Per rimediare comunque a questa situazione, sarebbe auspicabile che fossero direttamente posti in capo all’Assessorato regionale all’assistenza i fondi che la Sanità regionale versa alle Asl per coprire la quota parte delle spese per i servizi socio-sanitari gestiti dai Comuni. In questo modo l’Assistenza regionale trasferirebbe direttamente le risorse ai Comuni, gestori dei servizi, che potrebbero così contare, finalmente, su risorse più chiare e certe; in questo modo, altresì, si eviterebbero i “filtri” delle Asl che, come visto, contribuiscono al taglio dei servizi e delle prestazioni.

 

 

2003: ANNO EUROPEO DELLE PERSONE CON  DISABILITà. LE CONTRADDIZIONI DEL COMUNE DI TORINO RIGUARDO ALL’ASSISTENZA DEI SOGGETTI CON HANDICAP INTELLETTIVO

 

Riportiamo il volantino distribuito in occasione delle inaugurazioni di vecchie e nuove strutture, organizzate dal Comune di Torino.

 

1. Il Comune esalta la delibera sull’accreditamento delle strutture assistenziali per le persone disabili,  ma in realtà:

• non è vero che si possono scegliere i servizi perché:

– alle famiglie che chiedono il ricovero dei propri congiunti in comunità alloggio da 10 posti in Torino il Comune offre Raf (Residenze assistenziali flessibili) da oltre 20 posti fuori Torino (a Luserna, a Rivoli, a Cafasse, a Mappano…); ricordiamo che troppe persone handicappate gravi insieme sono di difficile gestione e non si favorisce certo l’integrazione con il territorio;

– alle famiglie dei ricoverati nelle comunità alloggio appaltate che chiedono per i loro congiunti continuità nella frequenza a un vero e proprio centro diurno esterno a tempo pieno, il Comune risponde togliendoli e delegando agli stessi gestori l’attività diurna: in questo modo gli utenti sono quasi sempre a carico degli stessi operatori e le attività esterne sono ridotte;

• non è vero che aumenterà la qualità dei servizi assistenziali: il Comune è “ossessionato” dalla spesa per assistere le persone handicappate e con l’accreditamento ha colto l’occasione per limare ulteriormente le rette ai gestori dei servizi con conseguente riduzione del personale educativo.

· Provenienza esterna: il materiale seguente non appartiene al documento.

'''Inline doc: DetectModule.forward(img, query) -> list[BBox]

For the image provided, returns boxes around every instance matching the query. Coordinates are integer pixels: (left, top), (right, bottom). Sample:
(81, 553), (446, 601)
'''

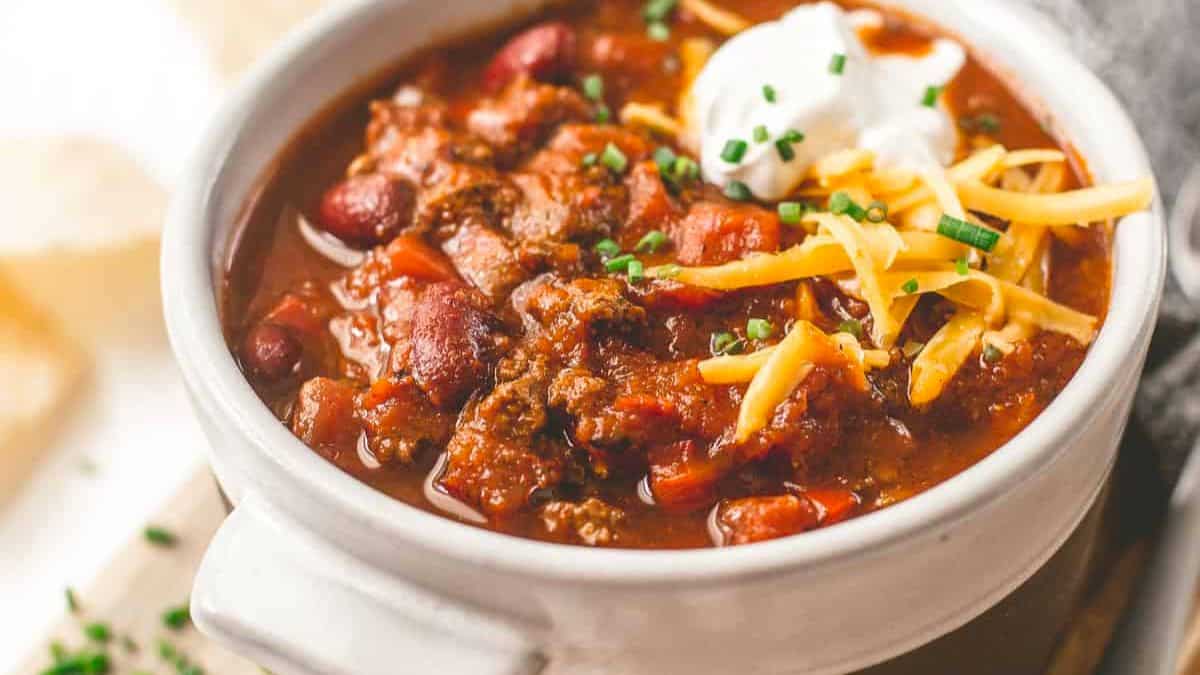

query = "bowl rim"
(162, 0), (1166, 585)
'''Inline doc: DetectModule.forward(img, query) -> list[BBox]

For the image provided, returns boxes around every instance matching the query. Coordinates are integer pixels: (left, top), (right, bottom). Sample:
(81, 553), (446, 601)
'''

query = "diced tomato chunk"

2. Non sono tutte “nuove” aperture le inaugurazioni che il Comune effettua nella settimana celebrativa dell’Anno europeo dei disabili a Torino:

– nuovo centro diurno di via Dego 6 (Circoscrizione 1): è una riapertura dopo una  lunga ristrutturazione;

– nuovi servizi residenziali a Rivoli, via Querro 54; si tratta di una Raf di oltre 30 posti funzionante da circa 2 anni;

– nuovi servizi diurni di strada delle Cacce 36 (Circoscrizione 10): si tratta di due centri diurni, uno da 20 posti che sostituisce il centro diurno di via Monastir e solo uno veramente nuovo da 10 posti.

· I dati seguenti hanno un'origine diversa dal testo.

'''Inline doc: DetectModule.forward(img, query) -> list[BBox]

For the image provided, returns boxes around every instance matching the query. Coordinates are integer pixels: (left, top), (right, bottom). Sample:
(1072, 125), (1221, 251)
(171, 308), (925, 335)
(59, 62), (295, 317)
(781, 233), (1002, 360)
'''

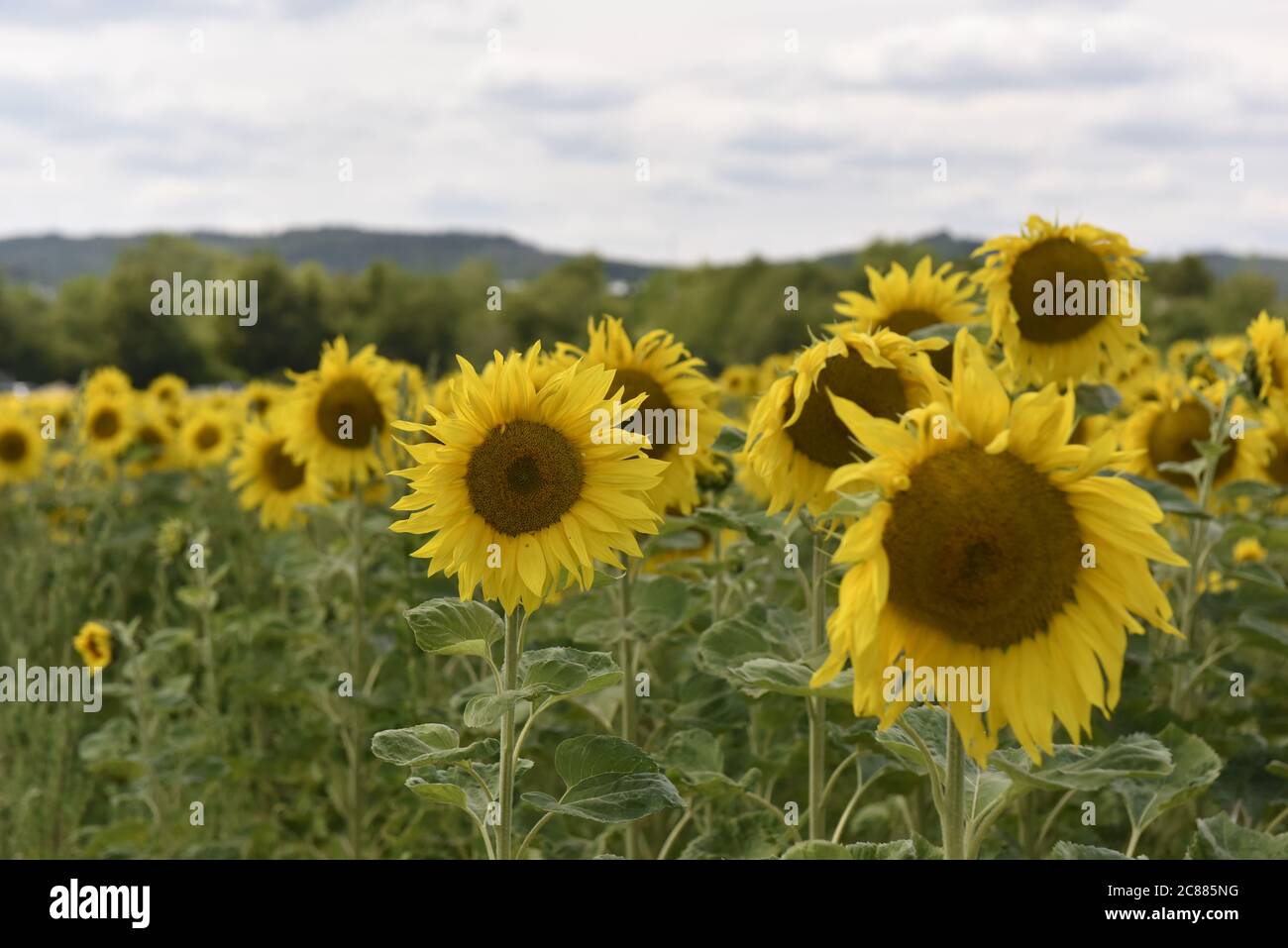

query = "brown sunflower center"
(613, 369), (675, 459)
(317, 377), (385, 451)
(783, 351), (909, 468)
(1012, 237), (1109, 345)
(0, 432), (27, 464)
(193, 421), (223, 451)
(1149, 398), (1234, 487)
(465, 421), (587, 537)
(89, 408), (121, 441)
(883, 446), (1082, 648)
(259, 441), (304, 493)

• Inoltre per quanto riguarda le strutture assistenziali residenziali e diurne facciamo presente che:

– sussistono notevoli ritardi rispetto al piano presidi socio-assistenziali 2000-2002;

– diverse strutture devono essere messe a norma;

– addirittura vi sono ancora alcune strutture che da oltre 10 anni attendono la definizione del passaggio dalla Provincia al Comune (corso Lanza 75, piazza Massaua 18, via Peano 3, via La Salle 14);

– sussistono sempre problemi per la manutenzione ordinaria e straordinaria;

– scarso è il controllo sulla gestione;

– è diminuito l’investimento per le strutture di 2 milioni di euro (anno 2002: 32 milioni; anno 2003: 30 milioni);

– viene sempre meno l’impegno per creare in ogni Circoscrizione una rete omogenea di Servizi essenziali: almeno una comunità alloggio e un centro diurno ogni 30mila abitanti (esempi: Circoscrizione 9 nessuna comunità alloggio; Circoscrizioni 2, 4, 7, 10 una sola comunità alloggio; Circoscrizione 1 due piccoli centri diurni).

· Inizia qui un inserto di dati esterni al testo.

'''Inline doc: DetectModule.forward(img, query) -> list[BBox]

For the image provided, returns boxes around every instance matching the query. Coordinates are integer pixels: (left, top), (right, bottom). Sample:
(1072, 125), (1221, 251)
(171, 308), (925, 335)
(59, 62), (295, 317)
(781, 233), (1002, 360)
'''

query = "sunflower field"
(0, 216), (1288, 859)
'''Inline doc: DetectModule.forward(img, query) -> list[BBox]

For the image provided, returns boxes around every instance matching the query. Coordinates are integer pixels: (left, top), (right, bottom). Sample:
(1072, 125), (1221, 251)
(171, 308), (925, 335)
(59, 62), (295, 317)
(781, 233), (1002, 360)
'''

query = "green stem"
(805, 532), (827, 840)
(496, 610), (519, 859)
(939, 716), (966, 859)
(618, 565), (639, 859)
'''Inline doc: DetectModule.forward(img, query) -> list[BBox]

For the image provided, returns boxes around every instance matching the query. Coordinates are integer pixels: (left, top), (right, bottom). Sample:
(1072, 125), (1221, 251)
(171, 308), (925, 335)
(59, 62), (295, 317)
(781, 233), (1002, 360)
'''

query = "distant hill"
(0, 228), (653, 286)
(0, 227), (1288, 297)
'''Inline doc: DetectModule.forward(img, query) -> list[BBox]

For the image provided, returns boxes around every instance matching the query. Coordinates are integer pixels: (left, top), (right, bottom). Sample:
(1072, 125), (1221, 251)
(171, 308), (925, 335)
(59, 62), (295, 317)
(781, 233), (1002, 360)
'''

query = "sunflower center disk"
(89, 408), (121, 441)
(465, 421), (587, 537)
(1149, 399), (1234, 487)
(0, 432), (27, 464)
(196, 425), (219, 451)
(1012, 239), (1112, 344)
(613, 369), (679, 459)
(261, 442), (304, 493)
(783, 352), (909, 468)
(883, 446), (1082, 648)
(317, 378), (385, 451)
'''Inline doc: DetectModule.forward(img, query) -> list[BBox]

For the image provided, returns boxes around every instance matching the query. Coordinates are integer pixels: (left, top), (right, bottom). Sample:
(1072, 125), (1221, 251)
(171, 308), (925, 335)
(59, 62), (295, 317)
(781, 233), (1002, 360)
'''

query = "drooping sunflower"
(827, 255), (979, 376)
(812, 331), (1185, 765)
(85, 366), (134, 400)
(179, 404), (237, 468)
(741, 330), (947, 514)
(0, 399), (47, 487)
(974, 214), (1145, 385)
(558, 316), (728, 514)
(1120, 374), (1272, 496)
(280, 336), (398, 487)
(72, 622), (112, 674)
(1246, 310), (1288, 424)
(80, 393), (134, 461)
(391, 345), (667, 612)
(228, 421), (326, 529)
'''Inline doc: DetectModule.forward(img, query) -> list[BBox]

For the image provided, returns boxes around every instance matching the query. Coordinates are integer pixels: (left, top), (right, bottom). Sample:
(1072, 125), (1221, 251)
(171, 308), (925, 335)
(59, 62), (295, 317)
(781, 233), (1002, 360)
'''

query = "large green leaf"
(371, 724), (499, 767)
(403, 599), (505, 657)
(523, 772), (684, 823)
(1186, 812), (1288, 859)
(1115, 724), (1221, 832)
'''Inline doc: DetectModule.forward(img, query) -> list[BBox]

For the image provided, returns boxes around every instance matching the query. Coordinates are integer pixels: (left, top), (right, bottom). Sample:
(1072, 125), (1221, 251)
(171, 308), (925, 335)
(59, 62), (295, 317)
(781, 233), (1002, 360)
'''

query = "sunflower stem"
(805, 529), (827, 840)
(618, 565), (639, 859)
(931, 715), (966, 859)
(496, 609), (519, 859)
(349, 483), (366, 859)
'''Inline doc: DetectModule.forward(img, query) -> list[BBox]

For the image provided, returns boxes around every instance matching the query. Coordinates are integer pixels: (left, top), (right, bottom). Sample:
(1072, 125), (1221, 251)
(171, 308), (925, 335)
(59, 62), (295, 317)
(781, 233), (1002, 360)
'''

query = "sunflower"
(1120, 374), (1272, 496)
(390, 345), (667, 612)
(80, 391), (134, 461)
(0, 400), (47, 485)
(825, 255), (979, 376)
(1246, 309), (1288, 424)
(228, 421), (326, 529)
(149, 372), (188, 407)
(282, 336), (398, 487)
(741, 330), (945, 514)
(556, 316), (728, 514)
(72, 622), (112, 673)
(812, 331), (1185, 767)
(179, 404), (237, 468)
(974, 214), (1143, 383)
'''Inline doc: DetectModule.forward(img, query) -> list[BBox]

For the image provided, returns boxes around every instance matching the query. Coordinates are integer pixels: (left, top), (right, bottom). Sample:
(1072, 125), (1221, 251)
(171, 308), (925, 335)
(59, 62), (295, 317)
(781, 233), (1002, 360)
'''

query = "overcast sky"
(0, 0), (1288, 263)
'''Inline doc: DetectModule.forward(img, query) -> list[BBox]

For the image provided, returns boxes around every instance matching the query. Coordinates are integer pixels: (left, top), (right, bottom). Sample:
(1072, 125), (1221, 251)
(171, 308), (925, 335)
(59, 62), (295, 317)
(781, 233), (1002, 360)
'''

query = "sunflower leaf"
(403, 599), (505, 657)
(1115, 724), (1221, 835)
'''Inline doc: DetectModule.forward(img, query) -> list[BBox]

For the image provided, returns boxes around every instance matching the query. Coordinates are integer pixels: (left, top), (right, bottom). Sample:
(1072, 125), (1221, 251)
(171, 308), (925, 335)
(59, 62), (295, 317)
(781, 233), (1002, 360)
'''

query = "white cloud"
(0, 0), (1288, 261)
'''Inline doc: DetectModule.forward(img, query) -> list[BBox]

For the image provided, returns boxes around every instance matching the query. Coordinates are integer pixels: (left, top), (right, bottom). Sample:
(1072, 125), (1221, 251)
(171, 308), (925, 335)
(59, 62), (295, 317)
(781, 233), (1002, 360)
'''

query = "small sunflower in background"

3. Il Comune asserisce che l’Uvh (Unità valutativa handicap), in collaborazione con le 4 Asl torinesi, garantisce migliori servizi agli utenti e alle famiglie: in realtà la circolare applicativa non stabilisce l’obbligo a coinvolgerle e non è prevista la possibilità di farsi assistere dalle associazioni né, è previsto il ricorso avverso alle decisioni prese.

 

Il Comune di Torino, proprio nell’Anno europeo dei disabili, mentre trova risorse per investire in svariati settori, poco investe per mantenere i cittadini disabili torinesi nella propria città e si ostina a mandarli fuori in grandi strutture quali le Raf!

 

 

Trasformazione dell’assegno mensile di assistenza e della pensione di invalidità in assegno sociale sostitutivo

 

La normativa riguardante l’erogazione dell’assegno mensile di assistenza e della pensione di invalidità prevede che si ha diritto a tali trattamenti dai 18 ai 65 anni. Al compimento del 65° anno vengono quindi trasformate in assegno sociale sostitutivo a carico del fondo di cui all’art. 26 della legge 21 luglio 1965, n. 903 e successive modificazioni e integrazioni, nonché ai sensi di quanto previsto dall’art. 10 della legge 26 maggio 1970, n. 381 (per i sordomuti) e dall’art. 19 della legge 118 del 30 marzo 1971 (per i mutilati e invalidi civili).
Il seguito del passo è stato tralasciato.